Greens senator Barbara Pocock
Barbara Pocock says KPMG made $653 million handling contracts for the federal government in 2025. (Lukas Coch/AAP PHOTOS)

She asked Mr Yates what he would say to the Australian people, who now felt deeply mistrustful of the big four firms: KPMG, PwC, EY and Deloitte.

KPMG Australia made $653 million from handling 297 contracts for the federal government in 2025, a substantial slice of its total revenue of $2.3 billion, Senator Pocock noted.

Mr Yates said he left the profession feeling the big four accounting firms were incredibly important, strong and good institutions.

“They’re all focused on delivering good client service,” he said.

“They’re all focused on serving the public good but they’re big, and they make mistakes.”

Former KPMG Australia chief executive Andrew Yates
Former KPMG Australia chief executive Andrew Yates was grilled by the committee members. (Lukas Coch/AAP PHOTOS)

Senator Pocock said she was “gobsmacked” by the response.

In 2025, KPMG partners were paid $710,000, about 10 times more than the average wage, she said.

Senator Pocock said she was deeply concerned about the narrative Mr Yates was offering, that KPMG had done something wrong and was taking the fall.

“This is a partnership of shared responsibility,” she said, asking Mr Yates who else should be resigning.

He replied he had left the firm and had no view on the matter.

Labor senator Deborah O'Neill
Labor senator Deborah O’Neill asked Andrew Yates why he had not resigned earlier. (Lukas Coch/AAP PHOTOS)

Committee chair Deborah O’Neill questioned Mr Yates about why he had not resigned earlier when the allegations involved Australian-based corporations such as Westpac, Dexus and Macquarie.

“When you found out about Optus-Singtel, which is Singaporean-based, then it became a problem,” the Labor senator said.

“It took a lot to sink the boat.
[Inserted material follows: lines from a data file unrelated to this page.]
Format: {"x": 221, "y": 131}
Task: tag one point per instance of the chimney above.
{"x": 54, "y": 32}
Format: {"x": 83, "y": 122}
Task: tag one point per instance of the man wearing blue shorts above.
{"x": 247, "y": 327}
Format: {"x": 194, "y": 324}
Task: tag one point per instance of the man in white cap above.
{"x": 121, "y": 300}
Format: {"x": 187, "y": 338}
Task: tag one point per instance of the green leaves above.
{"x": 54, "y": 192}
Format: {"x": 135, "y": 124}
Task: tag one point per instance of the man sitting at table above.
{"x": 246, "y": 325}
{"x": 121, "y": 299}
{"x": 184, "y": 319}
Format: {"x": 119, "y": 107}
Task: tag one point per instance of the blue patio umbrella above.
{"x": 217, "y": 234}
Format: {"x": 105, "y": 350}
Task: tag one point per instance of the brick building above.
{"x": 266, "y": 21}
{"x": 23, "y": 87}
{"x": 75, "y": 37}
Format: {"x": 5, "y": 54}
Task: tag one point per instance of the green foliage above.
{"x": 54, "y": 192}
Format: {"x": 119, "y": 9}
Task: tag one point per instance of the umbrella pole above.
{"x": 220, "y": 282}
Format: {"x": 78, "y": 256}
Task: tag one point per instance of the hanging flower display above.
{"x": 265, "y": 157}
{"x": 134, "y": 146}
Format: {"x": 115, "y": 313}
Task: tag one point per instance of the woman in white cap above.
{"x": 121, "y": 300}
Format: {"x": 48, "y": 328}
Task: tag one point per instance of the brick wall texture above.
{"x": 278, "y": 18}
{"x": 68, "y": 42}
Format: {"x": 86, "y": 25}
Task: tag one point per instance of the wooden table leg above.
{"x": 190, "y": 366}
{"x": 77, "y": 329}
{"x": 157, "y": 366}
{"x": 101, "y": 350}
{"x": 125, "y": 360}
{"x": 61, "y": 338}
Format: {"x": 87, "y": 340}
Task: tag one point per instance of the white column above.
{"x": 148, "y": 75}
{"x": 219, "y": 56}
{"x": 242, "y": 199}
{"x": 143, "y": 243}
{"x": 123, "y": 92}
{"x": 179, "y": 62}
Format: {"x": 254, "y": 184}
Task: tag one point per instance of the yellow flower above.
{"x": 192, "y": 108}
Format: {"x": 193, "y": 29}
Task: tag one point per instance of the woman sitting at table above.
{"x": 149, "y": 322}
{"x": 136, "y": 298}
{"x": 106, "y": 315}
It took Singapore to get involved, before I said ‘hey, I better get out of here’.”

Mr Yates said he resigned from the firm where he had worked since 1989 to take accountability for his failures of oversight.

“This is not how I had wanted to leave KPMG,” he said.

While yet to face any major penalty, KPMG is under a three-month moratorium on new finance department work and has been referred to the National Anti-Corruption Commission by Senator Pocock.